Michel Giliberti, petit-fils sicilien, est né en Tunisie de Menzel Bourguiba. Son père, un Français d’origine italienne, et lui-même, un Tunisien d’origine, ont dirigé le cinéma Olympia Menzel Bourguiba tout en conservant son poste à Arsenal. Sa mère, née en Corse, était femme au foyer. En remontant le temps, le grand-père de Michel Giliberti était le fils d’un pêcheur de corail sur l’île de Lampedusa avant de s’installer en Tunisie.


Aujourd’hui, Michel nous raconte son parcours et son nouveau livre « Tunisie, l’héritage d’une errance » paru aux éditions de Jacques Flament.

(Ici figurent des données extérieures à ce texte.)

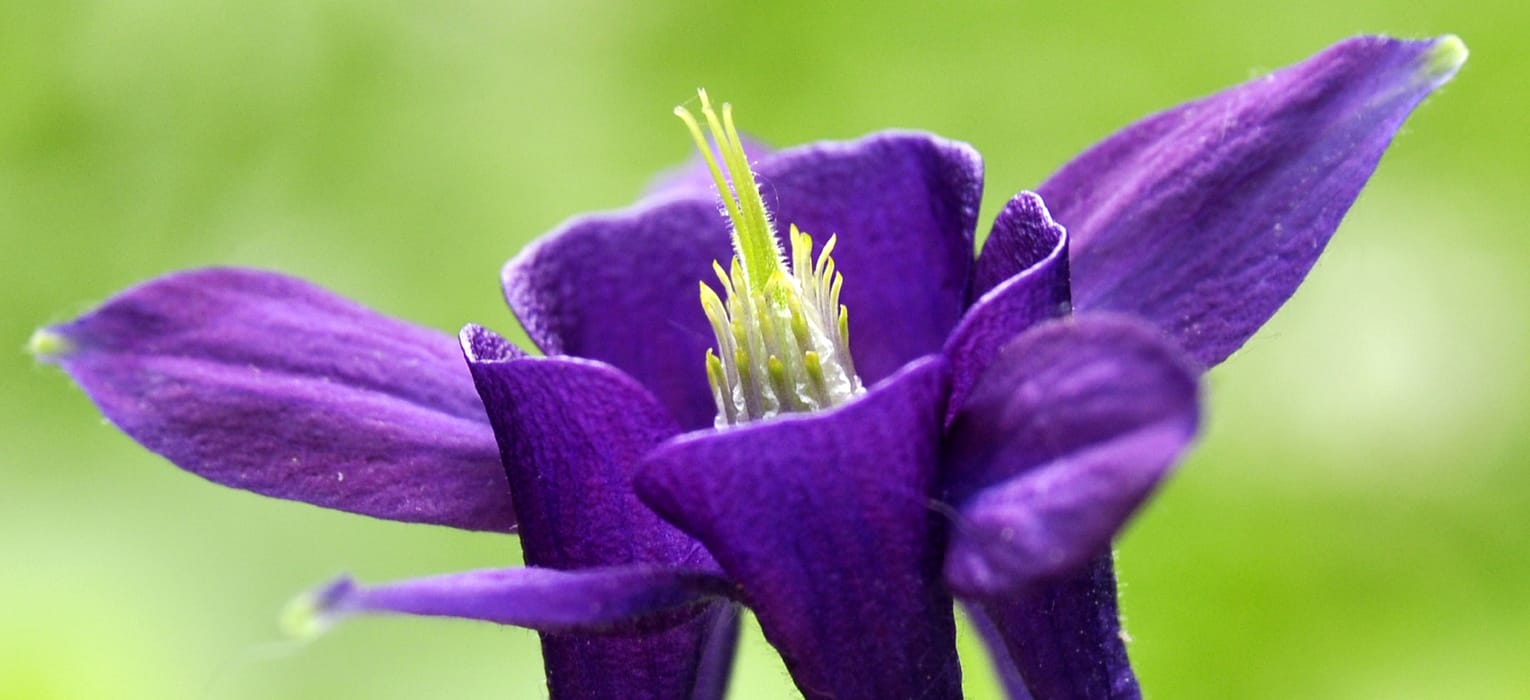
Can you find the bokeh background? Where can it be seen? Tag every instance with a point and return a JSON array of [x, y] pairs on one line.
[[1353, 525]]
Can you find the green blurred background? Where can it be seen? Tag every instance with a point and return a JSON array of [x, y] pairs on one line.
[[1351, 526]]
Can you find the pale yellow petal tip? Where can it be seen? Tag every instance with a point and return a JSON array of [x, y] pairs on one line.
[[303, 619], [1445, 57], [49, 344]]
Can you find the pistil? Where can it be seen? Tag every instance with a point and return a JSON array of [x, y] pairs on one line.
[[782, 335]]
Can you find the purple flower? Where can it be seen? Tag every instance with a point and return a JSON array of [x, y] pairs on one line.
[[999, 422]]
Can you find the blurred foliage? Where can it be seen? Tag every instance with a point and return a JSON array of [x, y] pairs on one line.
[[1351, 525]]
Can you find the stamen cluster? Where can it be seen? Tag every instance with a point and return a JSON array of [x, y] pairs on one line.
[[782, 335]]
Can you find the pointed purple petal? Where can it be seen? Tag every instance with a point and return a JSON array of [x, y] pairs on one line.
[[621, 288], [825, 523], [1206, 217], [1061, 442], [1022, 278], [1065, 638], [274, 385], [571, 433], [603, 601]]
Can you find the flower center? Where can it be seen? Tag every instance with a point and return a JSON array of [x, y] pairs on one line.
[[782, 337]]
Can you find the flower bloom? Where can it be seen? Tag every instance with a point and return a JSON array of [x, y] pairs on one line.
[[1018, 405]]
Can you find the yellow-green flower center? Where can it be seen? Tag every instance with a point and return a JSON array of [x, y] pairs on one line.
[[782, 337]]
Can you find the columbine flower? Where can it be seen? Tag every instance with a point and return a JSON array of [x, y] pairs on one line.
[[669, 459]]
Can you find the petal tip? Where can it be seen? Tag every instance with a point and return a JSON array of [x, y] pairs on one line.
[[1445, 57], [312, 613], [48, 344]]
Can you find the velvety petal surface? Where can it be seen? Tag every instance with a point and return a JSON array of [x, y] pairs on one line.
[[1022, 280], [1206, 217], [270, 384], [1004, 668], [603, 601], [621, 288], [571, 433], [1061, 442], [823, 520], [1065, 636], [1062, 439]]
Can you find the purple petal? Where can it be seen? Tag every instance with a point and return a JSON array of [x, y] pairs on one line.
[[903, 207], [1022, 278], [274, 385], [1065, 638], [1004, 667], [825, 523], [1206, 217], [1061, 442], [621, 288], [603, 601], [571, 433]]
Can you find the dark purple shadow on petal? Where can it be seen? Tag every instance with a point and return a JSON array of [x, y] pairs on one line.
[[270, 384], [1065, 436], [904, 207], [1067, 433], [621, 286], [592, 601], [716, 659], [825, 523], [1206, 217], [1067, 639], [571, 433], [998, 654], [1022, 280]]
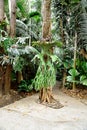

« Ayant fait beaucoup de travail photographique sur la Tunisie, j’avoue avoir souvent regretté de les voir confinés dans des lieux et de rendre fidèlement leurs noms. Je sais que ce travail est louable, voire nécessaire, mais pour moi, le petit Français né en Tunisie, l’enfant des tribunes qui n’était pas le sien, le voleur d’émotions au hasard du protectorat, c’était impossible, quand il est devenu peintre. et un photographe, pour suivre cette piste simple. Par nature, je me devais de témoigner de ce pays en y apportant la dimension du rêve qui nourrit toute réalité. Pour cette raison, j’ai dû mettre en valeur sa peau. Oui, la Tunisie a de la peau ; peau qui aime le soleil et l’eau, un parangon lisse et chaud sous les doigts de celui qui s’y rend. Il a fallu me l’adapter à la manière légale de l’imaginaire et, à deux ondulations de la mer terre, en villes de craie et de cris, parcourir l’espace sans nom et rencontrer ses habitants.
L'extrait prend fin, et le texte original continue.